Mehr Dörfer und mehr Händler beteiligen sich am Projekt „Smart Village“ im Kreis St. Wendel

Projekt wächst : Mehr kluge Dörfer im St. Wendeler Land

Auch die Orte Osterbrücken, Hoof und Leitersweiler werden sich an dem Projekt „Smart Village“ beteiligen

Mehr Dörfer, mehr Händler: Das Projekt „Smart Village“ wächst. Fünf St. Wendeler Stadtteile beteiligen sich künftig daran. Das berichtet ein Sprecher des Modellprojekts „Land(auf)Schwung“. Begonnen hat alles im April vergangenen Jahres – im 900-Seelen-Dorf Remmesweiler, das sich anschickte ein „Smart Village“ (übersetzt: kluges Dorf) zu werden. Seit mehr als zwei Jahren gibt es dort keinen Dorfladen mehr. Somit gingen mit einem mal Nahversorgung und Treffpunkt verloren.

Aus diesem Grund hat sich der Wendelinushof, Teil des Werkstattzentrums für behinderte Menschen der Lebenshilfe (WZB gGmbH), als Projektträger innerhalb des Bundesmodellprojekts „Land(auf)Schwung“ auf den Weg gemacht, eine moderne und digitale Form der Nahversorgung mit regionalen Händlern auszuprobieren (wir berichteten).
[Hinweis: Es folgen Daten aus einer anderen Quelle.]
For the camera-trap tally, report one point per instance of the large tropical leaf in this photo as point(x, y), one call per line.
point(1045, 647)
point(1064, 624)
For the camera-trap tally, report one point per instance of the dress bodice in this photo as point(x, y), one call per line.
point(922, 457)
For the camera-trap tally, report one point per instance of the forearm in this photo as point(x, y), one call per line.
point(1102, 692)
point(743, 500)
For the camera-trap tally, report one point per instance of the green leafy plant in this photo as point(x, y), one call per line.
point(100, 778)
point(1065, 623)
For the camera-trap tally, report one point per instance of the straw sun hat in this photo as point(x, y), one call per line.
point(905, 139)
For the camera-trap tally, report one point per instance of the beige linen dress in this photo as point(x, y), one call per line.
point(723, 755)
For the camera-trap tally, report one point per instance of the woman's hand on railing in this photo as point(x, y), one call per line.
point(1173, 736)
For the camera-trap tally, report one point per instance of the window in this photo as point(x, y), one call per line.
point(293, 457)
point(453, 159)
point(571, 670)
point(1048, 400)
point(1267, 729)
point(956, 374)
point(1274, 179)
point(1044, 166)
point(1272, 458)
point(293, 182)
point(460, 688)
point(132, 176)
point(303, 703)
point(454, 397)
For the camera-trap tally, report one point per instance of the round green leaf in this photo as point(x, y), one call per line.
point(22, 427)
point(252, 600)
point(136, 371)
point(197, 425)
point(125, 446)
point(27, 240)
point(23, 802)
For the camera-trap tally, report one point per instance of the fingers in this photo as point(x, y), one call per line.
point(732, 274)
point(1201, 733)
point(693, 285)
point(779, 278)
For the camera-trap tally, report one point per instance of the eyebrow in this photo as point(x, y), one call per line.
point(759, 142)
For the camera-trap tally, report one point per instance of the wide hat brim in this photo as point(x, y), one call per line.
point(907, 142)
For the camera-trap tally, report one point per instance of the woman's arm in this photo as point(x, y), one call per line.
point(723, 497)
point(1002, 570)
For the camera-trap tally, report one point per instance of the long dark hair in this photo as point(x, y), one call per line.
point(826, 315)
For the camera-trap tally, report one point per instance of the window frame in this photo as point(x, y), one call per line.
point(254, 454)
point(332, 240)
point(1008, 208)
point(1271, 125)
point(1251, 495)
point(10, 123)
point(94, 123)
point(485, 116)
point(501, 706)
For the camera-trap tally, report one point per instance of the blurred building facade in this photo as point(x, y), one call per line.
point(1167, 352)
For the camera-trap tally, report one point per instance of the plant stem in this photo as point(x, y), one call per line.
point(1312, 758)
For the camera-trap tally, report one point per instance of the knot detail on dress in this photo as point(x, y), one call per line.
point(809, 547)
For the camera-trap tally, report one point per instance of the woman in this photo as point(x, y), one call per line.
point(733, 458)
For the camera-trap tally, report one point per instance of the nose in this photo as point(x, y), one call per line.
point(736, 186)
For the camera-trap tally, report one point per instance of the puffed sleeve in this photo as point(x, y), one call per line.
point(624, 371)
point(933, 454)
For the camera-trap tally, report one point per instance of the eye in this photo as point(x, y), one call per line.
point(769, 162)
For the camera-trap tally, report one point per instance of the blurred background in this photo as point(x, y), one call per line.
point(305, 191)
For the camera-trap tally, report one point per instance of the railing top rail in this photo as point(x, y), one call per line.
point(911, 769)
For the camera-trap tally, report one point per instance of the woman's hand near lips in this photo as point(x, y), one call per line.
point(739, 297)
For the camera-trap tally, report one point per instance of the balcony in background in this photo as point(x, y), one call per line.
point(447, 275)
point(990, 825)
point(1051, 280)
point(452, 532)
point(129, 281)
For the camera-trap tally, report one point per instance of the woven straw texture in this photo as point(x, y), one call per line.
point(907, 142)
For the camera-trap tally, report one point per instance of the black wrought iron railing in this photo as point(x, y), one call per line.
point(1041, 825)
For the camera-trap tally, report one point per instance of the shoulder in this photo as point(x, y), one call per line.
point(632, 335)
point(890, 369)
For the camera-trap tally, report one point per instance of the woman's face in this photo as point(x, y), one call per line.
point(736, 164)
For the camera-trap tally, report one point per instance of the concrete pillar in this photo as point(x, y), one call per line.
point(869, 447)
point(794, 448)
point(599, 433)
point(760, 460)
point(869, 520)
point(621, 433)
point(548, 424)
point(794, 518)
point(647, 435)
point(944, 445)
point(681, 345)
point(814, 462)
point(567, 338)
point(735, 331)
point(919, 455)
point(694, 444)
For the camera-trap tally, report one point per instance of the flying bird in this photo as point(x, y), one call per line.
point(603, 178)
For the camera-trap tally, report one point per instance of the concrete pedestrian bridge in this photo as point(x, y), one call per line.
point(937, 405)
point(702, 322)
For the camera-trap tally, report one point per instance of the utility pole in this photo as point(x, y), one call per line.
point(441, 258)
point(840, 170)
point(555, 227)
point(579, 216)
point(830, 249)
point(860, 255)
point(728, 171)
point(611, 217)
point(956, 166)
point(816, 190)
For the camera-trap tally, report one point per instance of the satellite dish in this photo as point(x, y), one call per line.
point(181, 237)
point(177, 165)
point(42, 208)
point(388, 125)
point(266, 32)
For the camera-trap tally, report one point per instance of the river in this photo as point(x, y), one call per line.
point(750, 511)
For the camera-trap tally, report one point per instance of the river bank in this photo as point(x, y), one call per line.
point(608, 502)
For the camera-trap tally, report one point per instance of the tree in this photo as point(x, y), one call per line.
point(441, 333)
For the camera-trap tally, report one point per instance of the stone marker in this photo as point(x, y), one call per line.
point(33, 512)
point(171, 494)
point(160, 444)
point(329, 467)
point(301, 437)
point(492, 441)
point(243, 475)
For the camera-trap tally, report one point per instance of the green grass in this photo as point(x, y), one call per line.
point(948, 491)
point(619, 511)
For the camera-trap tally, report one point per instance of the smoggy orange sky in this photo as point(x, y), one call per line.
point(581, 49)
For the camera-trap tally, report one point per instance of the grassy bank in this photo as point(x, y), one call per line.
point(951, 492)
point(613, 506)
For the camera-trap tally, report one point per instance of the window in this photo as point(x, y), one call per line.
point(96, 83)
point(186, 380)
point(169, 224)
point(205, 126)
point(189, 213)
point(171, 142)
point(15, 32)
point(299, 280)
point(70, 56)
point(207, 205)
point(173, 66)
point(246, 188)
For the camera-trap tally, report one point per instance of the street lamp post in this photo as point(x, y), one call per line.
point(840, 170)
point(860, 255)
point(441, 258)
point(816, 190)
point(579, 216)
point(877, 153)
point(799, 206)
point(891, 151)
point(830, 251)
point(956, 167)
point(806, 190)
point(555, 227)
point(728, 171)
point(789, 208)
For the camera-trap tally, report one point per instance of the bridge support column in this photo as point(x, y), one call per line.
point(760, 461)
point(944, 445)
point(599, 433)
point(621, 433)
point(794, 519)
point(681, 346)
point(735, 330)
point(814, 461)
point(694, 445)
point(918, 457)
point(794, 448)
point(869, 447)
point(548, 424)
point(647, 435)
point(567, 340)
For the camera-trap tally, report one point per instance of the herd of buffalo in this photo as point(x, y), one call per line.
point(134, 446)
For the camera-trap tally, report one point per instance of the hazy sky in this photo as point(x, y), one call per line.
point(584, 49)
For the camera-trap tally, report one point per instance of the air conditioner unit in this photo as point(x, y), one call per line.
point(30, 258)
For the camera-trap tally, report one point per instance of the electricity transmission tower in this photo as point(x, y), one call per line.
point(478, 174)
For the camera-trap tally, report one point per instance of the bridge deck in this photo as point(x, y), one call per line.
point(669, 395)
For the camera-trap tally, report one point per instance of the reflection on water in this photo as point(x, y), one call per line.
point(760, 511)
Das Prinzip ist einfach: Mit der Hilfe von ehrenamtlichen Dorfcoaches können Lebensmittel auf einer Online-Plattform bestellt werden. „Das Besondere daran ist, dass wir nicht direkt an den Endkunden ausliefern, sondern zusätzlich eine Kommunikationsplattform schaffen, in dem die Kunden zusammen mit Ehrenamtlichen Bestellungen tätigen und Wünsche äußern können“, erklärt Reiner Cullmann, Leiter des Wendelinushofs.
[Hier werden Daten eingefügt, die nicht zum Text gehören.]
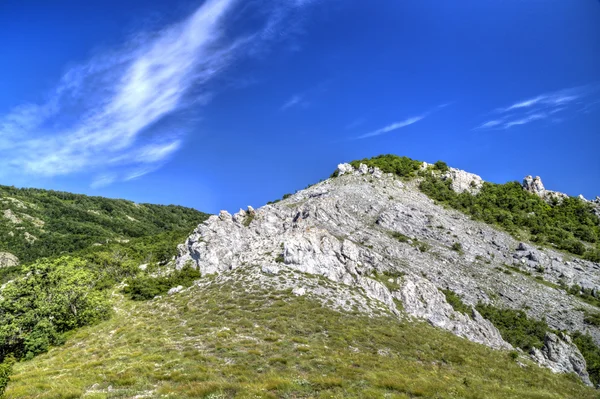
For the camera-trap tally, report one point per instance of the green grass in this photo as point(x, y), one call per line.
point(223, 342)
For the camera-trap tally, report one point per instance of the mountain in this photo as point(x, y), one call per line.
point(40, 223)
point(392, 278)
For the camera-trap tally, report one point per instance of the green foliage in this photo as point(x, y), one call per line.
point(457, 246)
point(564, 225)
point(516, 328)
point(236, 339)
point(441, 166)
point(65, 223)
point(400, 166)
point(147, 287)
point(52, 297)
point(591, 354)
point(592, 318)
point(457, 303)
point(6, 368)
point(399, 236)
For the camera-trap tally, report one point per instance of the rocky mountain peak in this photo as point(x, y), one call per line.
point(383, 244)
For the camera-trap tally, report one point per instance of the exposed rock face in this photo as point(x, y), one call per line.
point(560, 355)
point(345, 229)
point(463, 181)
point(422, 299)
point(535, 186)
point(7, 259)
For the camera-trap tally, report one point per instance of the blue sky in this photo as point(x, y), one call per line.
point(220, 104)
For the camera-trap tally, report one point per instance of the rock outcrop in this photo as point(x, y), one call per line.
point(365, 224)
point(535, 186)
point(422, 299)
point(8, 260)
point(560, 355)
point(463, 181)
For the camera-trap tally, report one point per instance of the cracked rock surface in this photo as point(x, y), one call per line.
point(372, 233)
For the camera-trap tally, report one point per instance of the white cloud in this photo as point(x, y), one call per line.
point(392, 127)
point(292, 102)
point(104, 115)
point(539, 108)
point(399, 125)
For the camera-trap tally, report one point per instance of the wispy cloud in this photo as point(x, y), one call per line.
point(107, 116)
point(295, 100)
point(392, 127)
point(541, 107)
point(399, 125)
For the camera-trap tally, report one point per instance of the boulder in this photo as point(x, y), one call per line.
point(560, 355)
point(344, 168)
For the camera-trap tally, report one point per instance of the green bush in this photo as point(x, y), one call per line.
point(400, 166)
point(400, 237)
point(5, 371)
point(563, 225)
point(53, 297)
point(67, 223)
point(516, 328)
point(147, 287)
point(457, 246)
point(441, 166)
point(457, 303)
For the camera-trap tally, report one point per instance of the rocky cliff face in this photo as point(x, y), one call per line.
point(379, 241)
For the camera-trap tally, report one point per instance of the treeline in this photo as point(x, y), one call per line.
point(61, 223)
point(568, 225)
point(42, 301)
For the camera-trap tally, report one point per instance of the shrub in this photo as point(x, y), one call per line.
point(563, 224)
point(147, 287)
point(400, 166)
point(516, 328)
point(457, 303)
point(400, 237)
point(441, 166)
point(5, 372)
point(457, 246)
point(52, 298)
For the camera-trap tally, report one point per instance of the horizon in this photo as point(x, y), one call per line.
point(218, 105)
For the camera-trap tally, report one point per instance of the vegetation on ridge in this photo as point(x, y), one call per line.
point(41, 223)
point(241, 339)
point(569, 225)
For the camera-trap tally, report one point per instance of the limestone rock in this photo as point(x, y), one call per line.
point(463, 181)
point(337, 238)
point(8, 260)
point(560, 355)
point(534, 185)
point(344, 168)
point(422, 299)
point(175, 290)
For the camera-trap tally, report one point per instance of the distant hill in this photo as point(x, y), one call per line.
point(38, 223)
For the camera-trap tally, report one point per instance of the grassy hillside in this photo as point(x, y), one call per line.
point(39, 223)
point(226, 340)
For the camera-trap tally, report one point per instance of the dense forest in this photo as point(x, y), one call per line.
point(39, 223)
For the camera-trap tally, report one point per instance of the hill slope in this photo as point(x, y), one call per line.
point(359, 286)
point(39, 223)
point(246, 336)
Neben den beiden Startdörfern Remmesweiler und Winterbach kommen nun auch Leitersweiler, Hoof und Osterbrücken dazu. In der ersten Testphase hatten Kunden die Möglichkeit, ihre Produkte auf der Onlineplattform „Keep Fresh“ bei den beiden regionalen Händlern Wendelinushof und Globus SB Warenhaus zu bestellen. Das Interesse weiterer Händler ließ nicht lange auf sich warten, berichtet der Projektsprecher. Mit der Bäckerei Gillen aus Bliesen, der Bäckerei Kaiser aus Winterbach sowie den St. Wendeler Geschäften History, Dronova und Buch+Papier Klein seien nun weitere Händler dazu gestoßen.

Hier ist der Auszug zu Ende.